The "relay life" specification is usually called "contact life" and only applies to contact resistance staying below the maximum limiting value given in the datasheet. It does not mean that the relay will mechanically fall apart anytime soon!
Other answers suggest that the mechanical life may be, say, 2x the contact life at rated load. My experience is that without the contacts loaded, most relays will last an extremely long time - orders of magnitude longer than the contact life. As an anecdote, I have tested NEC's now-obsolete MR62 series relays, rated IIRC for a million contact actuations, and got tired of the clicking after they were past a billion cycles. They sounded just as good, and there was nothing obvious that would indicate that they were ready to fall apart.

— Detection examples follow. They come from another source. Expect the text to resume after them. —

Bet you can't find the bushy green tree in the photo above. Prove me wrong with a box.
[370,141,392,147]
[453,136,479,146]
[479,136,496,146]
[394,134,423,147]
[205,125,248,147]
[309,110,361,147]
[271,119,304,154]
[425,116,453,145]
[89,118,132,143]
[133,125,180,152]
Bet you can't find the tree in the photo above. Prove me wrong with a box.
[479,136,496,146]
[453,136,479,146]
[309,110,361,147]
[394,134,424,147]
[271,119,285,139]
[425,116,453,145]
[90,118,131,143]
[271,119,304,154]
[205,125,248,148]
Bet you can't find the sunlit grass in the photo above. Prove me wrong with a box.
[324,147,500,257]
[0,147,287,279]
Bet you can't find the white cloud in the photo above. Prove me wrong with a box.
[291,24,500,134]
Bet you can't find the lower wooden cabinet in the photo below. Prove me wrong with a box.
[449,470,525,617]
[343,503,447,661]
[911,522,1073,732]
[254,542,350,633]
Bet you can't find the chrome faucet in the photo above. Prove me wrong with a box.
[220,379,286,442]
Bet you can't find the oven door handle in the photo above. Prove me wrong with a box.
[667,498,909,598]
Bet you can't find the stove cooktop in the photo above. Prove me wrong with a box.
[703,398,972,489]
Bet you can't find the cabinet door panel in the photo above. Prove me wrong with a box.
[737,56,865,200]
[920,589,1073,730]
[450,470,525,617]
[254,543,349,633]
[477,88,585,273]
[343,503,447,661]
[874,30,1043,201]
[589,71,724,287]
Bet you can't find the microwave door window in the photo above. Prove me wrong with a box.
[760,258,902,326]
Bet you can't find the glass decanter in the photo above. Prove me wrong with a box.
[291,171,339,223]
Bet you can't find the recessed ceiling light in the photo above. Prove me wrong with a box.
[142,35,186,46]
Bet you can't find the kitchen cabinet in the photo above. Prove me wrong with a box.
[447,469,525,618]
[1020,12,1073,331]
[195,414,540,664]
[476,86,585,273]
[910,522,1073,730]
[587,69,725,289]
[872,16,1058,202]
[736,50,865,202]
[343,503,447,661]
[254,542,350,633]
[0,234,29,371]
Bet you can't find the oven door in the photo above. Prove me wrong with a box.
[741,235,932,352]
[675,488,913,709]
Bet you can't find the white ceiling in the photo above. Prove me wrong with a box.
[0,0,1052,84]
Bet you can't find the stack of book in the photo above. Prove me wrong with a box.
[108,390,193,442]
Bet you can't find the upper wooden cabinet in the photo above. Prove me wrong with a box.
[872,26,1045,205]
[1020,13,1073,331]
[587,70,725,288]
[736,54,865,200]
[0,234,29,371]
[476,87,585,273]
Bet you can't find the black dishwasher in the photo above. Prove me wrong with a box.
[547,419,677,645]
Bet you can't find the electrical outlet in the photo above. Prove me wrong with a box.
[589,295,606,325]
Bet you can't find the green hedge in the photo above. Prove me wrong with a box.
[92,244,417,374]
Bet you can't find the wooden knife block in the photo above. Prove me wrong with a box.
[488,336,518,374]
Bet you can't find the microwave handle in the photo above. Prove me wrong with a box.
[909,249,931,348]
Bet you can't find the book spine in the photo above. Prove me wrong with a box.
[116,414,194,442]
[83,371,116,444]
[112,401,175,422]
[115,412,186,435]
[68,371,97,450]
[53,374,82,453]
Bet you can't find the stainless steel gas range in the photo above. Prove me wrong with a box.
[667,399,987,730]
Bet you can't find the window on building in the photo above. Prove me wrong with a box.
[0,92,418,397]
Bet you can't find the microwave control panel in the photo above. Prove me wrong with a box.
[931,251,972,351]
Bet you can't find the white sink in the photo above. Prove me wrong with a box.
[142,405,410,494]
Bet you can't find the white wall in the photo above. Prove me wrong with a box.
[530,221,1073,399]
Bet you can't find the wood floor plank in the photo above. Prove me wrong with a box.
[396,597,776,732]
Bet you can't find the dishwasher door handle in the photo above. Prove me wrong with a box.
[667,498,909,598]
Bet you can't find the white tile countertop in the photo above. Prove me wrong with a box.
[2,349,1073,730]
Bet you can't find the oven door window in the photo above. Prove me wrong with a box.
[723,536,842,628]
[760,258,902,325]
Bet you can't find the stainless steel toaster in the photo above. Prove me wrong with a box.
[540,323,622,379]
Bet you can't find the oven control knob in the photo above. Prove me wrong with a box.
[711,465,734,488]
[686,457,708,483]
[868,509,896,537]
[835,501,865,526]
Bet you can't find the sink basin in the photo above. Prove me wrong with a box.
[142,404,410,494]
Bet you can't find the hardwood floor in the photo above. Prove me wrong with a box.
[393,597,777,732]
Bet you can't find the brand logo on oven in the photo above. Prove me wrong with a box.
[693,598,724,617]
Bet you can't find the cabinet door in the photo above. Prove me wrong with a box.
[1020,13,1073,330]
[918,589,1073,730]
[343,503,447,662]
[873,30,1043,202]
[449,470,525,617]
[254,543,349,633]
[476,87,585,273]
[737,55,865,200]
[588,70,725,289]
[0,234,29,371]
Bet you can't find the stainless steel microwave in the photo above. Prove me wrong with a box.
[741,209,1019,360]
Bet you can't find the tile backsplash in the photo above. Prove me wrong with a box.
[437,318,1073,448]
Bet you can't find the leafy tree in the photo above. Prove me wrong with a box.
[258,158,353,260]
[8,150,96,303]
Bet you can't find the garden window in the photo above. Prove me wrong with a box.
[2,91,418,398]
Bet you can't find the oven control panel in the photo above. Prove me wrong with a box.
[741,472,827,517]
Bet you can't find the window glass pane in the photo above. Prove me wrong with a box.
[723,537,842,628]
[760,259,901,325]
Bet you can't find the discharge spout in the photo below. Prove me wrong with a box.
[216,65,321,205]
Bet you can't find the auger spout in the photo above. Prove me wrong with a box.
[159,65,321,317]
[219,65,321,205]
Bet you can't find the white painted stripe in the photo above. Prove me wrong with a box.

And finally, the sound a relay makes depends on size and specific mechanical design. Some relays sound fairly similar upon both opening and closing, some have a distinctive tick and tock sounds. For small relays - say 2cm^3 or less - the sound is quite similar on either opening or closing, so indeed 0.5Hz square wave drive will give proper results.
For maximum coil life, the drive current waveform should have a peak value high enough to produce a satisfying click, and a hold value that's a couple times lower than the peak, to minimize the coil dissipation. A simple way to achieve that is to power the coil through a parallel R-C circuit.
"Clicker" applications that demand long relay life should drive the coil with a voltage source of a roughly fixed ON and OFF impedance, i.e. with an actual square wave waveform, so that the coil never "sees" an open circuit. This minimizes the voltage stress on the coil. In practice, this means a push-pull driver stage, e.g. one half of an H-bridge.